Arbitration v. Trial – What’s the difference?

In a previous video I discussed the differences between small claims court and the court of common pleas.  In this video I will explore the differences between mandatory arbitration and a jury trial through the Court of Common Pleas.

In Pennsylvania, if your matter is solely for money damages and is valued at less than $50,000 you are required to participate in arbitration.  An arbitration differs significantly from a jury trial and there are both pros and cons to having your matter decided in an arbitration.  In an arbitration, a panel of 3 local lawyers will decide the outcome of your case.   An arbitration will likely get scheduled much quicker than a jury trial and the arbitration itself typically concludes within one day.  It is also generally less costly in terms of attorneys’ fees and takes place in a relatively informal setting. Another benefit of arbitration is that if you should lose at arbitration, you have an automatic right to appeal to the Court of Common Pleas for a jury or bench trial.

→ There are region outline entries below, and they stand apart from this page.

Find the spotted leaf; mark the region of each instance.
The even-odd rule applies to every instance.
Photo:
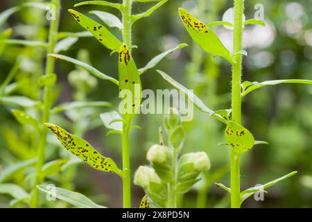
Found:
[[[111,158],[102,156],[85,139],[70,134],[58,126],[45,125],[56,135],[62,145],[93,168],[101,171],[112,171],[121,176],[121,171]]]
[[[147,195],[144,196],[141,200],[139,208],[150,208],[150,203],[148,203]]]
[[[232,62],[229,51],[212,30],[183,8],[179,9],[179,15],[192,39],[203,50],[209,53],[222,56]]]
[[[129,49],[124,44],[119,50],[119,97],[123,98],[122,114],[126,121],[129,121],[139,108],[142,89],[139,71]]]
[[[252,134],[241,125],[232,121],[227,122],[225,135],[227,144],[238,153],[249,151],[254,144]]]
[[[121,42],[103,25],[74,10],[69,9],[68,11],[81,26],[89,31],[104,46],[113,51],[119,49]]]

There are also several downsides to an arbitration.  While you might think it would be preferable to have attorneys decide your case, those attorneys may not have experience with the particular legal issues involved in your matter.  While the same is true for a jury, a jury receives specific and lengthy instructions on the legal issues involved in your case before deliberating and generally has the opportunity to ask the presiding judge questions during deliberations.

Although arbitrations are mandatary for matters valued at less than $50,000, the parties to a lawsuit that is valued at greater than $50,000 can also agree to take the matter to a private arbitration.   Private arbitrations are similar to arbitrations run through the county however the parties are responsible for the cost of a private arbitration would could cost several thousands of dollars.